Nada mais coerente, portanto, do que criarmos um movimento em busca de indenização, certo? Errado. O exemplo anterior serve apenas para mostrar que as coisas não são tão simples quanto parecem. Nos anos 1940, os japoneses que viviam no Brasil sofreram ainda mais que os alemães. O mesmo pode ser dito de judeus, árabes, poloneses e italianos. Não foram apenas os índios e os negros que padeceram nas garras de um Estado imaturo e elitizado como o nosso, ainda que tenham padecido numa escala maior e mais documentada. Se procurarmos nos livros certos, descobriremos que todos os grupos étnicos, religiosos e sexuais teriam direito a alguma forma de reparação.

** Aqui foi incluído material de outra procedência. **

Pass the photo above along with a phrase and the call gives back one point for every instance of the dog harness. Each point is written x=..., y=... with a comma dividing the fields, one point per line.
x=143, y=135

Pois é aí que reside o problema.

Se você acredita que desencavar rancores contribui para o amadurecimento do país, está guiando por uma contramão arriscada, da qual é sempre difícil retornar. Em vez de resolverem as demandas das quais se originaram, as iniciativas de reparação histórica e as admoestações politicamente corretas que as acompanham têm o poder de complicar ainda mais a situação. Normalmente transformam-se em bandeiras de políticos irresponsáveis que querem ver o circo pegar fogo para se dar bem nas urnas. As consequências são evidentes: mais do que polarizada, a sociedade brasileira está “guetificada”, e não apenas por razões étnicas ou político-partidárias.

“Viramos membros de clãs que erigem totens para impor nossa verdade aos vizinhos. Quem discorda merece a fogueira”

Das igrejas que lutam contra a descriminalização do aborto aos coletivos feministas sediados em universidades, das ações dos grupos LGBT às bancadas conservadoras que cunharam a expressão “heterofobia”, parece que todo mundo quer vestir a capa do Supercidadão e sair voando para salvar o planeta. De repente começamos a nos ver como membros de clãs que sentem a obrigação de erigir totens para impor nossa verdade à vizinhança. Quem discorda é “ignorante” e por isso merece a fogueira. Nunca é demais lembrar que a ascensão dos movimentos de autoafirmação minoritária foi uma das maiores vitórias do nosso tempo, mas — muita calma nessa hora — a radicalização de palavras de ordem e o resgate forçado de ressentimentos transformaram essa conquista numa faca de dois gumes.

Vivemos num período tão complexo que talvez seja impossível encontrar alguém que possa se definir sem ressalvas. Diante da confusão, apelar para o estereótipo to­rnou-se a saída mais cômoda. De todas as caricaturas que passaram a simbolizar as mazelas da humanidade, o Homem Branco Ocidental parece ser a mais recorrente, como se todos os homens brancos, sem exceção, fossem racistas, machistas e homofóbicos. Se você pertence a esse grupo, já deve ter sido silenciado em algum debate por aí. Não importa sua opinião, se é a favor ou contra, pois já foi tachado como o machista do grupo e ponto-final. Em compensação, a caricatura que se costuma desenhar como resposta também não deixa de ser injusta: a feminista furibunda que pensa pouco e grita muito é outro dos estereótipos que criamos para empobrecer o debate.

Ninguém gosta de receber lições de moral por aquilo que é. Por isso, antes de leis arbitrárias elaboradas por “iluminados” e impostas a uma população que ainda não teve tempo de digerir preconceitos ancestrais, precisamos é de educação igualitária e multicultural para todos. Conhecer a cultura daqueles que consideramos diferentes é a melhor maneira de nos aceitarmos coletivamente, e não apenas de nos “tolerarmos”. A “guetificação” não é boa para ninguém. Se insistirmos nisso, acabaremos voltando aos currais de arame farpado.